As illustrated in FIG. 2, the QFB DC restoration circuit 16 operates by AC coupling (22) the input signal into a slicer 24 that employs a DC feedback loop 26 around itself. A detailed description of a QFB DC restoration circuit is provided in commonly-owned U.S. Pat. No. 6,463,108, titled “Latch-Up Recovery In Quantized Feedback DC Restorer Circuits,” which is incorporated herein by reference in its entirety. In operation, the QFB DC restoration circuit 16 introduces a hysteresis when the QFB slices the signal. The hysteresis originates from the feedback around the slicer as shown in FIG. 2. This hysteresis implies a dead zone in the transfer characteristic of the QFB that prevents small signals from being able to pass the threshold levels, trigger the latch, and create fluctuations at the QFB output.
With reference again to FIG. 1, the quantized output of the QFB DC restoration circuit 16 is output through a buffering output stage 18 and is also fed back as a reference signal (AGC Reference) for the AGC loop 14. Even though an independently and internally-generated DC value could be used as the AGC reference signal, it is typically preferred to use the transition amplitudes of the QFB output as the AGC reference because this signal closely matches the launched signal variations and provides the best AGC operation for almost any kind of input signal independent of signal pattern. The drawback of using the QFB output in this manner. however, is that the operation of the AGC loop is made dependant on a reference signal that is only available if an input signal exists and is amplified enough to guarantee signal crossings beyond the QFB dead zone levels caused by the hysteresis. For example, if no signal is applied to the equalizer, then the QFB output becomes silent and therefore does not generate the AGC reference. In this situation, the AGC will wrongly converge the gain to its minimum value in an attempt to match the signal to the reference and force a lock-up situation.

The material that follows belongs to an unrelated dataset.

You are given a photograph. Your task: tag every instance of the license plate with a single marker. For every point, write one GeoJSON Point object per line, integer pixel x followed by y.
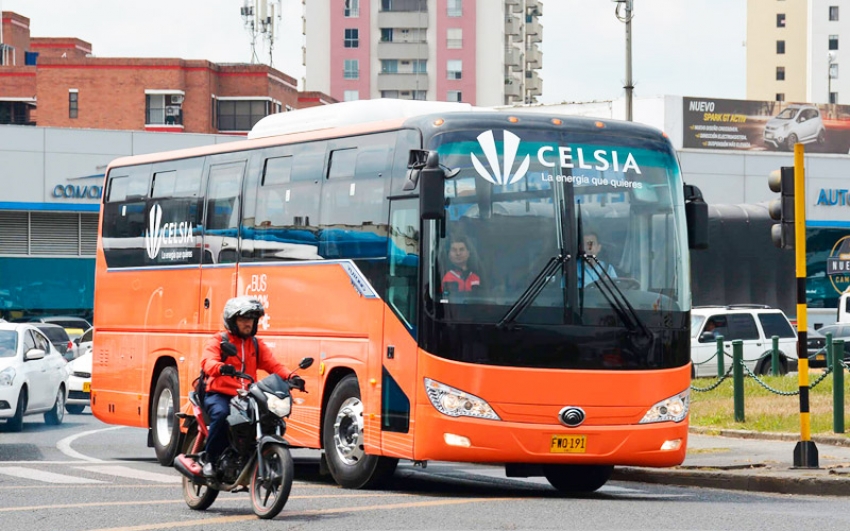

To prevent the lock-up problem explained above, and as shown in the block diagram of FIG. 1, the traditional implementations have added a carrier detect circuit 20 that disables the AGC loop 14 when no signal fluctuations are observed and ramps-up the gain until such fluctuations start to appear. In order for this added functionality to operate properly, however, the detection threshold level of the carrier detect circuitry needs to be above the QFB threshold levels due to the hysteresis. This new requirement imposes more design, characterization, test, field application, and manufacturability constraints, and has shown to be problematic in many practical cases. It is therefore desirable to provide an adaptive equalization system having an improved QFB DC restoration circuit that provides lock-up-free operation without requiring the use of a carrier detect feedback.